By a stroke of good luck, the owner had taken out pet insurance a few months in advance and his plan covered about $1,200 of the costs, which translated to nearly 72 percent of the invoice.
Choosing an Appropriate Coverage Plan for Your Fur Ball
Skimming through pet insurance cover options can be tiresome and somewhat opaque, but it becomes much simpler and more intuitive once you pin down your concomitant needs. There are three straightforward packages at your behest:
- Standardised accident cover: proffers an 80 percent reimbursement rate for every type of accidental injury, including all lab tests, hospitalisations, radiology inspections, prescription drugs, and counteractive procedures.

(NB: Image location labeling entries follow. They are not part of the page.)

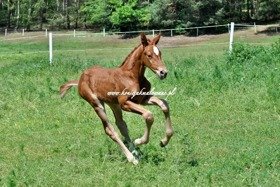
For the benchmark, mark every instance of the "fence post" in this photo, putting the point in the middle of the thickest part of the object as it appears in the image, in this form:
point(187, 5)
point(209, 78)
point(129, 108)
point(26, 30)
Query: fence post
point(104, 32)
point(255, 26)
point(231, 36)
point(50, 47)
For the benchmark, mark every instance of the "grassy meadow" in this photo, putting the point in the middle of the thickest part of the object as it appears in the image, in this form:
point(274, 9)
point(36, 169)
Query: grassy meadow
point(225, 113)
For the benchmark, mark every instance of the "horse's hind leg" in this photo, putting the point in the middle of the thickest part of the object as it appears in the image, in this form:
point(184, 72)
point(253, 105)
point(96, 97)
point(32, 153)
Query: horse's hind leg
point(165, 108)
point(120, 122)
point(109, 129)
point(123, 129)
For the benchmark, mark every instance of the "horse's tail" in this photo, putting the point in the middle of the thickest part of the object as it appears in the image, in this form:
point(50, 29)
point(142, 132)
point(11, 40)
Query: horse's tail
point(65, 87)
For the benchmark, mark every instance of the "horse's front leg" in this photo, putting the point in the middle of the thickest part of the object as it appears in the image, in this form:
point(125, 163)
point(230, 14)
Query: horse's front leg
point(147, 115)
point(153, 100)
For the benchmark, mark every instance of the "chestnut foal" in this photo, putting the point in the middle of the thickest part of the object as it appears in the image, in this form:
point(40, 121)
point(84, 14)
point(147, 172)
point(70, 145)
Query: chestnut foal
point(95, 84)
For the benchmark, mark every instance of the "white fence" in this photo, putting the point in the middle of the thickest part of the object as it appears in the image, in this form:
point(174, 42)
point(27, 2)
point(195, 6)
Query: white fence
point(194, 31)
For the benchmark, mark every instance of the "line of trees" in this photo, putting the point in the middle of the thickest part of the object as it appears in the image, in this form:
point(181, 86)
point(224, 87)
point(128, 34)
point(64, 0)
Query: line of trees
point(123, 15)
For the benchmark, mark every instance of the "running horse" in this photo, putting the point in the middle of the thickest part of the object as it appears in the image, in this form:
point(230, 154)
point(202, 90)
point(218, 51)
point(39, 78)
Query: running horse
point(95, 84)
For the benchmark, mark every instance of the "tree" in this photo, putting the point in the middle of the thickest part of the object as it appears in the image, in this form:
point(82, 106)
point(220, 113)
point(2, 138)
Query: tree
point(96, 12)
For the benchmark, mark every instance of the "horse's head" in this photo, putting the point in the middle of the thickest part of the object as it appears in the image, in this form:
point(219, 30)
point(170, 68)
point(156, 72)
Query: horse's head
point(151, 56)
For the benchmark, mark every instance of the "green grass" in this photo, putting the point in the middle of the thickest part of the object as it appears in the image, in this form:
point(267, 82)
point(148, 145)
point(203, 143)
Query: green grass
point(226, 117)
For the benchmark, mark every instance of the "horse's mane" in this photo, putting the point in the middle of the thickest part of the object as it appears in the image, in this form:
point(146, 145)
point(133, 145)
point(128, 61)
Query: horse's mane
point(128, 56)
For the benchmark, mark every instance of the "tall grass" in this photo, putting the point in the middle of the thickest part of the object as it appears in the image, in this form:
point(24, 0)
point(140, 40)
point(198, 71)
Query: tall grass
point(226, 116)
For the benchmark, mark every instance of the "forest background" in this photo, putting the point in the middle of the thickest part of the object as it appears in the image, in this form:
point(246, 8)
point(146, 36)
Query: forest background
point(125, 15)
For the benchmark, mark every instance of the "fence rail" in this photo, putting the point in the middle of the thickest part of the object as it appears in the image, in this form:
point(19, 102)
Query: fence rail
point(22, 34)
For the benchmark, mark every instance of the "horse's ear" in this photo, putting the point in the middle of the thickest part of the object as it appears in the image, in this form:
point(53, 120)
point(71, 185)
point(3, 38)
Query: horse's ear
point(144, 39)
point(156, 39)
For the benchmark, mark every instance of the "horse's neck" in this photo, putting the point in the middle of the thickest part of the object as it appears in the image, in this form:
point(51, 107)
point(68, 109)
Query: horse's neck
point(133, 63)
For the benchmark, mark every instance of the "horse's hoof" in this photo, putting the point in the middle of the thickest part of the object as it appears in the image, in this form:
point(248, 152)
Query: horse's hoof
point(161, 144)
point(134, 161)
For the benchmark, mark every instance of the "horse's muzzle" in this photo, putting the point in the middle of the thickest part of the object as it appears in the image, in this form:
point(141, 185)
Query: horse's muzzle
point(162, 74)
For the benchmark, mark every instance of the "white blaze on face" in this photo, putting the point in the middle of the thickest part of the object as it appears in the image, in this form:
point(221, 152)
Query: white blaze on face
point(156, 51)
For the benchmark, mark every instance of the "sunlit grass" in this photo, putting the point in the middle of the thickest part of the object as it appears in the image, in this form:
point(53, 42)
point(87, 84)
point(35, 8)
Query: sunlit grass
point(225, 112)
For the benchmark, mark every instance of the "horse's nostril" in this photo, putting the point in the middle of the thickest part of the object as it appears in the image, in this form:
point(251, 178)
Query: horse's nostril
point(163, 73)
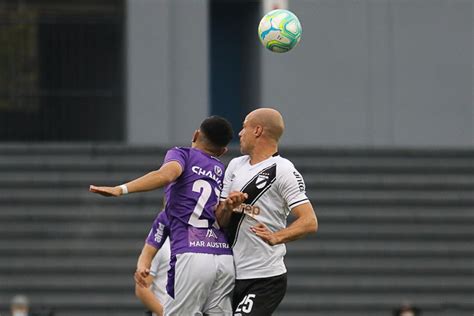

- Comprehensive cover: operates analogously to accident cover, but it also indemnifies you for illnesses, cancers, allergies, gastrointestinal complications, and other typical pet infirmities.
- Major medical cover: the crème de la crème of cat and dog insurance, as it combines both of the aforementioned plans with workaday pet obligations, such as periodic lodging, professional grooming, neutering, spaying, and other interchangeable options based on your predilections.
You’d never wish an injury or sickness upon your beloved companion, but all it takes is one mishap for your pet insurance to pay for itself, so make sure that you’ve given due consideration to this pivotal safeguard.